Beyond and Back (1978)

BEYOND AND BACK (1978) No stars

I am here to tell you about life after Beyond and Back.

I cannot believe that I finally watched a film that displaces The Star Wars Holiday Special as my selection for the worst film made in 1978.

Beyond and Back proved to be D.O.A. It showed no vital signs of cinematic life and brought me a micrometre closer to atheism with its faith-based and family-friendly agenda shoved down my throat, 90 minutes of bad actors monotonously gushing over near-death experiences, life after death, psychokinesis, Heaven and Hell, bright light, weighing souls, seeing dead relatives, ad nauseam.

Beyond and Back puts Benjamin Franklin, Elizabeth Barrett Browning, Eddie Rickenbacker, Thomas Edison, Louisa May Alcott, Ernest Hemingway, George S. Patton, and Harry Houdini on an equal plane with Anne Fleck, Dr. Stevens, Byron Temple, and Dr. Paul Kelly, since they’re all just cannon fodder for that agenda told through a pseudo-documentary approach with bad narration and bad reenactment.

Two of the worst films ever made (both from 1978) involve laughable disclaimers:

The African killer bee portrayed in this film bears absolutely no relationship to the industrious, hardworking American honey bee to which we are indebted for pollinating vital crops that feed our nation — The Swarm

The events you have just seen have been taken from actual accounts, but the names of the persons involved have been changed to preserve their anonymity. All such persons have been portrayed by professional actors and actresses — Beyond and Back

Of course, Beyond and Back is the same picture that starts with its narrator telling us, “You are about to see one of the most extraordinary movies of our time, a movie that dares to investigate the possibility of life after death.”

We can thank the folks at Sunn Classic Pictures for such classics, er, drivel as Beyond and Back, namely director, producer, novelist, and Sunn Classics founder Charles E. Sellier. Sellier (1943-2011) evolved from Cajun Catholicism to Mormonism and finally evangelical Christianity, but his product remained in the realm of quick-buck exploitation, whether it was Sunn Classic productions In Search of Noah’s Ark and In Search of Historic Jesus or the controversial killer Santa picture Silent Night, Deadly Night and the teenage comedy Snowballing (both directed by Sellier) or his later productions George W. Bush: Faith in the White House, Breaking the Da Vinci Code, The Search for Heaven, and Apocalypse and the End Times.
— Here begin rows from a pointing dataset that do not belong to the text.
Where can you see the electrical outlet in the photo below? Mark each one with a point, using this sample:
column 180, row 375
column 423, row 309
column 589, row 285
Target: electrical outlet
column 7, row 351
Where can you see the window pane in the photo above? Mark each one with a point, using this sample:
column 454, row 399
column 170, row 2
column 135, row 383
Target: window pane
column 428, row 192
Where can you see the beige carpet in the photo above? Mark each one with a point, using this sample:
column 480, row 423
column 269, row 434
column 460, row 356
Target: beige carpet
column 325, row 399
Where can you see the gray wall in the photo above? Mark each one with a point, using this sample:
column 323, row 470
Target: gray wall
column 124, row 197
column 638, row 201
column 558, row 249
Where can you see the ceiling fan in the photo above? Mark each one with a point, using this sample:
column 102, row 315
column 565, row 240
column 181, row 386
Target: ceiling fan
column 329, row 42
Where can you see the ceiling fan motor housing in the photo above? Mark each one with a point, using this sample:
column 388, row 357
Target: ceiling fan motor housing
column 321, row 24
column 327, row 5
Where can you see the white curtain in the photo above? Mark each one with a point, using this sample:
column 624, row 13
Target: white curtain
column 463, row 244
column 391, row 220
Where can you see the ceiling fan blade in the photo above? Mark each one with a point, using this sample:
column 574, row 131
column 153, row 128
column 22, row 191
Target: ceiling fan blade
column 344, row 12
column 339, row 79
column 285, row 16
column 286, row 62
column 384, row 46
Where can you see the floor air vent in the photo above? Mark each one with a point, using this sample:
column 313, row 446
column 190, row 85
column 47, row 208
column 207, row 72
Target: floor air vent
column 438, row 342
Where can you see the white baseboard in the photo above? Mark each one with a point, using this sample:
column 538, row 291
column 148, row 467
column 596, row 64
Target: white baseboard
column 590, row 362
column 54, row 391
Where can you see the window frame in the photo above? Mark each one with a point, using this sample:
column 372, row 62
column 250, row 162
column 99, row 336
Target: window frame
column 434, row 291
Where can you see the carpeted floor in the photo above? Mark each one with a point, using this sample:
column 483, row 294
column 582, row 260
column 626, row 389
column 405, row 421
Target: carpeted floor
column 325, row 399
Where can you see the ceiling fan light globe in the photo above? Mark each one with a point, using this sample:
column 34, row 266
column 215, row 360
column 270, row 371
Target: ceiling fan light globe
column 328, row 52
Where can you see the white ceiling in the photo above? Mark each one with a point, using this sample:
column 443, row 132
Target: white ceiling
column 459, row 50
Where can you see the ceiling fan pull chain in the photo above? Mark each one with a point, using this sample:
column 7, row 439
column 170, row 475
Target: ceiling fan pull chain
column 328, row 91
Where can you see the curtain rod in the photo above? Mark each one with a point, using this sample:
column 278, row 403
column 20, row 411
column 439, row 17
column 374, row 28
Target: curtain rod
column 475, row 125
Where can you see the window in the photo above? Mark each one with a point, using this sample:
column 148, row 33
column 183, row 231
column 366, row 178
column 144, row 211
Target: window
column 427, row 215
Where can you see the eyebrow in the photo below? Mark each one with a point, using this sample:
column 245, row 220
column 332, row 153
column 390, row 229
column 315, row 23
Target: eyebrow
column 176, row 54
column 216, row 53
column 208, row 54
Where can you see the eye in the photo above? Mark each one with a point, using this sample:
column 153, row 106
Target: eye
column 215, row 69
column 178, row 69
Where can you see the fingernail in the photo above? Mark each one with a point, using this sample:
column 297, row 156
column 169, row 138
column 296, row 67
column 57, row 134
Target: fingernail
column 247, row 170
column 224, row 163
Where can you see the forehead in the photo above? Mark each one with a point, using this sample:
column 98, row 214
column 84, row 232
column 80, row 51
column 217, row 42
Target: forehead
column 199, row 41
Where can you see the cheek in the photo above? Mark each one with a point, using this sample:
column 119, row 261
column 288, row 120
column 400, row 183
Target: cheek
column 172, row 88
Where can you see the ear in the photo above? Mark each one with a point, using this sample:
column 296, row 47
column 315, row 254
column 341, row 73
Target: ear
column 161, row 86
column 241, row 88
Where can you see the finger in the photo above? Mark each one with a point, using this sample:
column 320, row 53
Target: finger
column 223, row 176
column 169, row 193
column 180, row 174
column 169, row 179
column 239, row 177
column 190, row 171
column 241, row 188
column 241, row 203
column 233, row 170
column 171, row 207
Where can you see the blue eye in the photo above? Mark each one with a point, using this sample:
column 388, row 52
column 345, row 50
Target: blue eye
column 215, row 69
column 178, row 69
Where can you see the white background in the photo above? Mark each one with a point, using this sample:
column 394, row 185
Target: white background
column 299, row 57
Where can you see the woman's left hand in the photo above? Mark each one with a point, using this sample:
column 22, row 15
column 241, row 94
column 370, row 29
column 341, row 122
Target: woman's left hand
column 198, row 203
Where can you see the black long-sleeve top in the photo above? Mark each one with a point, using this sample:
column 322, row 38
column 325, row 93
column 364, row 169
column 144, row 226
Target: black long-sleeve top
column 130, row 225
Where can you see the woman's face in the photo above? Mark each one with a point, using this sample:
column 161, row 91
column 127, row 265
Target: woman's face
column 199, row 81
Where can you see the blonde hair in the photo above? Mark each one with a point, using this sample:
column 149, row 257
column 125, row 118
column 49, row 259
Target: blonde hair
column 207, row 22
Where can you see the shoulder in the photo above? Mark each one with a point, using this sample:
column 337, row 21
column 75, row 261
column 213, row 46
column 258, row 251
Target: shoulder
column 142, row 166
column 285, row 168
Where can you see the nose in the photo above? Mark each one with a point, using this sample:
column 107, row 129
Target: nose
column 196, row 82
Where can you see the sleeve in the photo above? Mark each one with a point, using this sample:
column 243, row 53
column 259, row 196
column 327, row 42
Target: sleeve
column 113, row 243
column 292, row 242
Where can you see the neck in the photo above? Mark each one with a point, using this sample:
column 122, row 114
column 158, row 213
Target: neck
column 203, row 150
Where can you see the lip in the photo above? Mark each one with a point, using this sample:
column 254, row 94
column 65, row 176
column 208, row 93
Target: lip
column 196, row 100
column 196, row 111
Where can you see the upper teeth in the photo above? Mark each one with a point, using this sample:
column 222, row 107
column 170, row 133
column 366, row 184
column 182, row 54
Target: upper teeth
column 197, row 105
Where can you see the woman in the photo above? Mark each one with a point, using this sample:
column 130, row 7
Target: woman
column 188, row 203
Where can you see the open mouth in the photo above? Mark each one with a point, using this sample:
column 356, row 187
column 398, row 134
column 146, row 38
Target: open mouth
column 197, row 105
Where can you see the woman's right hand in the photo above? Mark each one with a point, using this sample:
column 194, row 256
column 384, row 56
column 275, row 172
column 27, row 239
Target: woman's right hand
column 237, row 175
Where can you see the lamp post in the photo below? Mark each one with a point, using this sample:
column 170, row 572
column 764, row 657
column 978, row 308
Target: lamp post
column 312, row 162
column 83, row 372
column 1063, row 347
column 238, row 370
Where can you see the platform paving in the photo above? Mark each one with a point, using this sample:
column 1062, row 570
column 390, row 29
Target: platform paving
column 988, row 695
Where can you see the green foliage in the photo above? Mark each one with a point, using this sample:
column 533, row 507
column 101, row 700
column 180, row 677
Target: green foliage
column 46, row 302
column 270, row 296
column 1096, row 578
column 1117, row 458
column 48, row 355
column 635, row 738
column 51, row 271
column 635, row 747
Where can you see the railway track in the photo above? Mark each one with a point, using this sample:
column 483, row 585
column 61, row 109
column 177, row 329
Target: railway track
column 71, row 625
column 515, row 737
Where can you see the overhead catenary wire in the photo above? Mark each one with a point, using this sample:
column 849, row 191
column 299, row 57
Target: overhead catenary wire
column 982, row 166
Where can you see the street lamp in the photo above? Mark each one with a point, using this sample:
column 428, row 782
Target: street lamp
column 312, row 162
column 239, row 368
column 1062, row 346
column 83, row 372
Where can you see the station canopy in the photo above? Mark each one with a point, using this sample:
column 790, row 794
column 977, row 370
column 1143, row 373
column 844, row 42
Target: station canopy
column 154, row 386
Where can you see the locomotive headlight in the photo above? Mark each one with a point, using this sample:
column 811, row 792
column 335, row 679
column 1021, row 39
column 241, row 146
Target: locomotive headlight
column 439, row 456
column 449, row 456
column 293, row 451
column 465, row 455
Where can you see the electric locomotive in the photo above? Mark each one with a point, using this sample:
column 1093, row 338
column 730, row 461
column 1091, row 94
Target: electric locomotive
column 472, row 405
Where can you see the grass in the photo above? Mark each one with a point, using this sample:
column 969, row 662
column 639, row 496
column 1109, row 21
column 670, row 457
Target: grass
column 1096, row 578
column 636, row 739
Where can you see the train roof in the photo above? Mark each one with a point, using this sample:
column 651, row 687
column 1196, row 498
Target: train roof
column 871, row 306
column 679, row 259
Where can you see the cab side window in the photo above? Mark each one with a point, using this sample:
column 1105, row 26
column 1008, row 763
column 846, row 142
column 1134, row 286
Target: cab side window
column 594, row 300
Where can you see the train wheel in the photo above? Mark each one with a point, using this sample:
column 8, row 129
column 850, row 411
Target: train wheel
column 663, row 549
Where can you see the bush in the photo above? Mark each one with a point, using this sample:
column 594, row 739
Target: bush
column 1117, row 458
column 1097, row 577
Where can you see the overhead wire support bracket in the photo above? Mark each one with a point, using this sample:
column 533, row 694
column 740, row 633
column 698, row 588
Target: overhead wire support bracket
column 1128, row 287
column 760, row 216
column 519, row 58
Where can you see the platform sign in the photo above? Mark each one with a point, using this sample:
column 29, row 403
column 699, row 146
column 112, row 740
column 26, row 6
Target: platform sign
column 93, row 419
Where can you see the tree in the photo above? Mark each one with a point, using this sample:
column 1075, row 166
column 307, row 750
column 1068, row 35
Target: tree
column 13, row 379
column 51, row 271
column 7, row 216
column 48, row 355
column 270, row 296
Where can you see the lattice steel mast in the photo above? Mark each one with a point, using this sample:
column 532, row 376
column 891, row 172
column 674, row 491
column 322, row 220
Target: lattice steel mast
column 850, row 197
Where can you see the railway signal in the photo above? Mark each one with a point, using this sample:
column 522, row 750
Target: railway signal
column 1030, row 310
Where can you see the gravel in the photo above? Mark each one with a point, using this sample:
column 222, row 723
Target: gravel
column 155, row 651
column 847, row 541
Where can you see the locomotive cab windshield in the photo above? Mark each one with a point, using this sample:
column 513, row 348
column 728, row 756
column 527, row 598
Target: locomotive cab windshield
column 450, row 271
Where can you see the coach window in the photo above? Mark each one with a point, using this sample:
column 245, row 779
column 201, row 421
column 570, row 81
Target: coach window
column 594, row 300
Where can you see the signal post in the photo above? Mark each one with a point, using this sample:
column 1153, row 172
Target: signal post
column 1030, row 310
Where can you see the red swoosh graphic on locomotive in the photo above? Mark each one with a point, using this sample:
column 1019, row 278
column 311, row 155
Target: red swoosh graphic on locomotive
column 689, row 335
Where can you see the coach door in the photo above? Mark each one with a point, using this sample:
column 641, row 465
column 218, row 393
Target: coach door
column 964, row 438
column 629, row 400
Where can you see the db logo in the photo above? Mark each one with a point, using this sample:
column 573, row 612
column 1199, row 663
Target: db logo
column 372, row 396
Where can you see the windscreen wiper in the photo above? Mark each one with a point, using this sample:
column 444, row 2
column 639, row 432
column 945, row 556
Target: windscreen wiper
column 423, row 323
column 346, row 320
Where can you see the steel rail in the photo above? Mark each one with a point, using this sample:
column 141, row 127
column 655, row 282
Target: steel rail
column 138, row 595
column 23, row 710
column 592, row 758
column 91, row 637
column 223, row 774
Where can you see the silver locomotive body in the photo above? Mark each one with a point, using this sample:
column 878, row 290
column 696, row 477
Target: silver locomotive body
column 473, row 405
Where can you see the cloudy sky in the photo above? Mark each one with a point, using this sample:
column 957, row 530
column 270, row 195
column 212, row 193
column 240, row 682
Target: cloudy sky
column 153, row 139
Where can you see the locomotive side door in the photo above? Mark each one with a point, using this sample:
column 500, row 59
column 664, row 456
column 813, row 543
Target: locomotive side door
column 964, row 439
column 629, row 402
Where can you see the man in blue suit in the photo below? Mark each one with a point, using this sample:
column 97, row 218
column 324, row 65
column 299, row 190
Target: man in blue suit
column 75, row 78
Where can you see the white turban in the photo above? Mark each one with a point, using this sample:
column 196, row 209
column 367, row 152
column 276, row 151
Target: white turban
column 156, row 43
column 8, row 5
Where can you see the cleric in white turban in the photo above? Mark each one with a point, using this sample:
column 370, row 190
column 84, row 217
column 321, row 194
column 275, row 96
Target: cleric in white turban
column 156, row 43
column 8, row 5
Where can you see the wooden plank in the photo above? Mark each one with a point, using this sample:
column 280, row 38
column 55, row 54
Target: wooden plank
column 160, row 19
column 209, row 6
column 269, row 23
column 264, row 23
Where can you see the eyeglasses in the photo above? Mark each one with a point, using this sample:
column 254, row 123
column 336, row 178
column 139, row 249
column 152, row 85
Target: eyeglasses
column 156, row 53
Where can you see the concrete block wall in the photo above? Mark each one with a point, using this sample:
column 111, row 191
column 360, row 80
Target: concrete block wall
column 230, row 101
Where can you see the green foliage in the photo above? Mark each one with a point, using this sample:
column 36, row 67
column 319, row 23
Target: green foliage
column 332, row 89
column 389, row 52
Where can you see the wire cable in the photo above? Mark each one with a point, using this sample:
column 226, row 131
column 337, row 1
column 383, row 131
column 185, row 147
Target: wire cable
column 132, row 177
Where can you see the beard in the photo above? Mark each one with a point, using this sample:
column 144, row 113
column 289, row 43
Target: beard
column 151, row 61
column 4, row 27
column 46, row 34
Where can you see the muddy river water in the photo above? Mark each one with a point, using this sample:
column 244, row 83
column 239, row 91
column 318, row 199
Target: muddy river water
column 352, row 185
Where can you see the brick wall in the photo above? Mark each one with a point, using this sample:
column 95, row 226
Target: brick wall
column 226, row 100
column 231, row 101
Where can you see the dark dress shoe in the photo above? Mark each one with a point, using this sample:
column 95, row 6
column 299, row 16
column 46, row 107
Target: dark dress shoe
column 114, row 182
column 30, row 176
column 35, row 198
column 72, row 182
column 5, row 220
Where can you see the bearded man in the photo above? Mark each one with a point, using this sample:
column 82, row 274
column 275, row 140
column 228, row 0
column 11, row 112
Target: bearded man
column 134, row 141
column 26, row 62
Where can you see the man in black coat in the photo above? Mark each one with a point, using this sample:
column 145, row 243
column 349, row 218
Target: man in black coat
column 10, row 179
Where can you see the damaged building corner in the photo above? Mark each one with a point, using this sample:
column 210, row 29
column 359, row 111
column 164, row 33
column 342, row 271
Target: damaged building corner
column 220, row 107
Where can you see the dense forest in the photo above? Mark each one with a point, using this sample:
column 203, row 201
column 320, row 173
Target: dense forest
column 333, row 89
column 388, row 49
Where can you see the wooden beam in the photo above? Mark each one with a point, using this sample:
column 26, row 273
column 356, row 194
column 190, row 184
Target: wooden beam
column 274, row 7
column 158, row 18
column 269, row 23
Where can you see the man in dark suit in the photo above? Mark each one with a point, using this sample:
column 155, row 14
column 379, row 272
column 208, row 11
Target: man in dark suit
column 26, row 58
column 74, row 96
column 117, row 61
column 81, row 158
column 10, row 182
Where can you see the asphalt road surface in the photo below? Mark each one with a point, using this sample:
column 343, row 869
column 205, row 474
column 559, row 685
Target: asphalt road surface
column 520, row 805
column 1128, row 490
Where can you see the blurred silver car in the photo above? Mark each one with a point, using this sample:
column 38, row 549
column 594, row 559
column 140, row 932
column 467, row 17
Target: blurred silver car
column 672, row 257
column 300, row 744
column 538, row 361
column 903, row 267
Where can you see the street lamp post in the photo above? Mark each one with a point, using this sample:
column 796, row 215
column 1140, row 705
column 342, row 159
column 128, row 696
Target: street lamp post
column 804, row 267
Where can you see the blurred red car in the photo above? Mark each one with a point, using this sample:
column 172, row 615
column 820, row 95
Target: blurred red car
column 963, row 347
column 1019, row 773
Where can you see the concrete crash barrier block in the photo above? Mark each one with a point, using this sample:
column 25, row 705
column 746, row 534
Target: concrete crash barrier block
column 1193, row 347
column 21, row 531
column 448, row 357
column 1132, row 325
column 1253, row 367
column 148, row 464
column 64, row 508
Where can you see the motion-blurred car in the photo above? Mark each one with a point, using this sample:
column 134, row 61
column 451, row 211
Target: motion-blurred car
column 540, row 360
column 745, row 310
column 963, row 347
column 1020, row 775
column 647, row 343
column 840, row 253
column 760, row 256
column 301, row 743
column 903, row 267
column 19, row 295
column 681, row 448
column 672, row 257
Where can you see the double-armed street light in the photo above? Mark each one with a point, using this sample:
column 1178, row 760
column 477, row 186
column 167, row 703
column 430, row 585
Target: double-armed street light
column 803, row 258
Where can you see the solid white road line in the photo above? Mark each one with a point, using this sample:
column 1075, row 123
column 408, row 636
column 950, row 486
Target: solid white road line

For obvious theological reasons and philosophical differences, Beyond and Back passed on many tales and famous last words.

Last words are for fools who haven’t said enough — Karl Marx

I hope the exit is joyful and hope never to return — Frida Kahlo

Dammit, don’t you dare ask God to help me — Joan Crawford

I’m bored with it all — Winston Churchill

I’m going, but I’m going in the name of the Lord — Bessie Smith (I do not recall a single black person in Beyond and Back)

My wallpaper and I are fighting a duel to the death. One or the other of us has to go — Oscar Wilde

Dear World, I am leaving because I am bored. I feel I have lived long enough. I am leaving you with your worries in this sweet cesspool. Good luck — George Sanders (a charming wit to the end)

As we depart this mortal review, I leave this joke: What’s the last thing that goes through a fly’s mind when I kill him? My fist (reporter’s notebook).